“But to what shall I compare this generation? It is like children sitting in the market places and calling to their playmates, ‘We piped to you, and you did not dance; we wailed, and you did not mourn.’ For John came neither eating nor drinking, and they say, ‘He has a demon’; the Son of man came eating and drinking, and they say, ‘Behold, a glutton and a drunkard, a friend of tax collectors and sinners!’ Yet wisdom is justified by her children.’ Then he began to upbraid the cities where most of his mighty works had been done, because they did not repent.” (Mt 11: 16-20)
True, divine “wisdom” can speak to me in various, sometimes unexpected forms and styles. It could be, for example, in music (“We piped to you…”), – of the upbeat kind meant for dancing (“…and you did not dance”), or of the “wailing,” sad kind (“we wailed, and you did not mourn”). “Wisdom” can be spoken to me through stand-up comedy, a Netflix-drama, a painting, a poorly-delivered sermon, a conversation at the water-cooler in the office. If I am quick to criticize the outer forms and persons through which “wisdom” is often revealed, dismissing their “wisdom,” I exclude myself from “her children.” But “wisdom,” as the Lord says here, “is justified by her children.” That is to say, those with the ears to hear, or true “children” of Wisdom, have benefited, and continue to benefit, from God’s voice all over the place. So Wisdom’s varied approach is “justified.”

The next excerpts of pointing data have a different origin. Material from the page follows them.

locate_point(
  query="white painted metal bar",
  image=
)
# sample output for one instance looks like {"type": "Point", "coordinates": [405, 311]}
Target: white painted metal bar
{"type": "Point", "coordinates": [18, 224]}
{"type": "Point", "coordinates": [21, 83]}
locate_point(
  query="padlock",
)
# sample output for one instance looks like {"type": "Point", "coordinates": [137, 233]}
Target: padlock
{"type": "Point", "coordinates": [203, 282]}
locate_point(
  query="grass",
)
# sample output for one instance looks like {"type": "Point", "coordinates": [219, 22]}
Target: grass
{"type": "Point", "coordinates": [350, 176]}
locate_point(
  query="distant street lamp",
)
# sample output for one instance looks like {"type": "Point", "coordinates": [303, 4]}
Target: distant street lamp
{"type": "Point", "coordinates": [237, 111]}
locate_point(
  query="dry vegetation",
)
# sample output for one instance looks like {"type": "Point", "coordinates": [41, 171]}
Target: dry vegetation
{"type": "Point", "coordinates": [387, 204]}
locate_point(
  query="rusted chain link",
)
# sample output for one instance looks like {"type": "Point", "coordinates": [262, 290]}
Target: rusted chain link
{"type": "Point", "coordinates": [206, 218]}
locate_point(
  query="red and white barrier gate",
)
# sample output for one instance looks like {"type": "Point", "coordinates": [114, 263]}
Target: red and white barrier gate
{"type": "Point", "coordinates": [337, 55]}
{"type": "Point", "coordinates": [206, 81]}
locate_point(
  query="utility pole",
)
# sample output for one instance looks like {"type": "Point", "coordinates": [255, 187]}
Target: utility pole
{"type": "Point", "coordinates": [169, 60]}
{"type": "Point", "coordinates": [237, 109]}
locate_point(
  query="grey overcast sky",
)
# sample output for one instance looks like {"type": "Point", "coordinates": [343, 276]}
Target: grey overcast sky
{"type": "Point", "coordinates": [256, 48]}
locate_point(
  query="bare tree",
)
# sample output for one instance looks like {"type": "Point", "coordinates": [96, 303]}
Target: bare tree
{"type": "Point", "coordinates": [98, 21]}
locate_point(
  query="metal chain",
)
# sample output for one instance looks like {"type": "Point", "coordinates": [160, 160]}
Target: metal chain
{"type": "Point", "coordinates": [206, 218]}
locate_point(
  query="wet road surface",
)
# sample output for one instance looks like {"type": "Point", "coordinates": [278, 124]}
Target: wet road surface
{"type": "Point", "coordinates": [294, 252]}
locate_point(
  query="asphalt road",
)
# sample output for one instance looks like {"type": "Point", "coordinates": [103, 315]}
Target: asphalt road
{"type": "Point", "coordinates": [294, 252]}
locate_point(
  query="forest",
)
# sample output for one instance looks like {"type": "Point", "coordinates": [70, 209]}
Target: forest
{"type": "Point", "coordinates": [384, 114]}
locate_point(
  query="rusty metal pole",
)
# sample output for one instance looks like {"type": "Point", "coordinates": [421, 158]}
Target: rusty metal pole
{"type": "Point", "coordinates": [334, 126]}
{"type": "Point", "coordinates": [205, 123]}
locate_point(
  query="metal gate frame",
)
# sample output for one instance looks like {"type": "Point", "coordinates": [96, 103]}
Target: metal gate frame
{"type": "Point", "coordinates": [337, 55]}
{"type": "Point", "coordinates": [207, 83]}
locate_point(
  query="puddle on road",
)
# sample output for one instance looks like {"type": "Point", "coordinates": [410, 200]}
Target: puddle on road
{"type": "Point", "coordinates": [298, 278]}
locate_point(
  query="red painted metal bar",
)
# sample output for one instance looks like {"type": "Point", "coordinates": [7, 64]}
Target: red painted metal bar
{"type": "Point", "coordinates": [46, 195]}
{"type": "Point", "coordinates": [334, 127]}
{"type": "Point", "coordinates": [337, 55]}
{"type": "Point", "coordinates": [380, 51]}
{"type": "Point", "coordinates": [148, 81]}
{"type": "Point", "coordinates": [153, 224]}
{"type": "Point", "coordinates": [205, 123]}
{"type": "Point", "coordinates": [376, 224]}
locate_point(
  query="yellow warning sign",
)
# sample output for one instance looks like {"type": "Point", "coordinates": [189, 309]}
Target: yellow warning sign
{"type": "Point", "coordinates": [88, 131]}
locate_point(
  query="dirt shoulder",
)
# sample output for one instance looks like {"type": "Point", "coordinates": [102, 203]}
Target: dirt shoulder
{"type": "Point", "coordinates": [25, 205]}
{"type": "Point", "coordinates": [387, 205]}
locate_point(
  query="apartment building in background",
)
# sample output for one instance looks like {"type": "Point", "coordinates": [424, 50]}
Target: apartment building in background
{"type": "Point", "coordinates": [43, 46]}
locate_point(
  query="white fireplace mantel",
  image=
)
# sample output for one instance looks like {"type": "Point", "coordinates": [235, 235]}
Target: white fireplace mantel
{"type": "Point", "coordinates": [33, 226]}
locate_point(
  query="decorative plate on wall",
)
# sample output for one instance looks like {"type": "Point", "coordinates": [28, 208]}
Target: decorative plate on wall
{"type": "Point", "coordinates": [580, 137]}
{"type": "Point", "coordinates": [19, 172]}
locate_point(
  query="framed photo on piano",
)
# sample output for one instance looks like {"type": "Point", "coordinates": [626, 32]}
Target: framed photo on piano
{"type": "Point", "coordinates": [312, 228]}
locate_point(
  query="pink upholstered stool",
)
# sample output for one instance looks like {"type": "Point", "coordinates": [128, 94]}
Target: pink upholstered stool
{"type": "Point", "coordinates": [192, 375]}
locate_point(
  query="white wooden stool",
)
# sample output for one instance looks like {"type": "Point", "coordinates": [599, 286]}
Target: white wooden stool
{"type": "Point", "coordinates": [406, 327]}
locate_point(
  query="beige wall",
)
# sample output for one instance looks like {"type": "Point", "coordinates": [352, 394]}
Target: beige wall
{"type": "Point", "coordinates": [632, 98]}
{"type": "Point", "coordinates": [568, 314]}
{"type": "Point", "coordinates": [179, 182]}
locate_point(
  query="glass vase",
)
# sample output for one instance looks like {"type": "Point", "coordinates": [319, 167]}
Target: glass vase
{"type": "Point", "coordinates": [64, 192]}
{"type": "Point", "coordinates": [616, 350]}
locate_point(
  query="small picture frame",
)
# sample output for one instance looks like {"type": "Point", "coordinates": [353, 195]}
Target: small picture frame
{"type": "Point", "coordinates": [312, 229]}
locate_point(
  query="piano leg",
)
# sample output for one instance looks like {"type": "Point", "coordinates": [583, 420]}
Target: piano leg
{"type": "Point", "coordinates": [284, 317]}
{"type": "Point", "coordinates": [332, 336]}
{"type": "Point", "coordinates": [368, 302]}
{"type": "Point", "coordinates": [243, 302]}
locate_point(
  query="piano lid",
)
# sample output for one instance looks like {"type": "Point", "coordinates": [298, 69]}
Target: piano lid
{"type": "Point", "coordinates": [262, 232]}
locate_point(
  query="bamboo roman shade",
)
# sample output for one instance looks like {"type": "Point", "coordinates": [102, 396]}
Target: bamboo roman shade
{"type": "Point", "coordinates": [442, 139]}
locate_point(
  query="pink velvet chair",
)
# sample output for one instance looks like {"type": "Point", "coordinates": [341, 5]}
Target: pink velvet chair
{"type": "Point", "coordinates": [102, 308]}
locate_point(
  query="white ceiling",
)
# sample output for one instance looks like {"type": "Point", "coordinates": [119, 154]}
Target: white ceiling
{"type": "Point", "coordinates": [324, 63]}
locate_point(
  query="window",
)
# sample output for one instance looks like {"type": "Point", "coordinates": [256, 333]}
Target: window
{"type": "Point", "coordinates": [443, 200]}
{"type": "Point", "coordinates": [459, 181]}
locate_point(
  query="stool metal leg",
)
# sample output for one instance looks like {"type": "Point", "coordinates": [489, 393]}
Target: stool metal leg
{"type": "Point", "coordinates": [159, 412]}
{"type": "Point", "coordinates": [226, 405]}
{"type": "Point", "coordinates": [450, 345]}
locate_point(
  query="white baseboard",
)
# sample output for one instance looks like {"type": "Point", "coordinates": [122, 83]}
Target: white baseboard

But here’s what really surprises me about this passage: Our Lord likens Himself, along with John the Baptist, to “children sitting in the market place” among other children. He became our “playmate,” “sitting” as a child among other children, and speaking to us in terms we could understand. Thus He continues to do, speaking to us in the cultural forms and language(s) familiar to us, both at work and at play.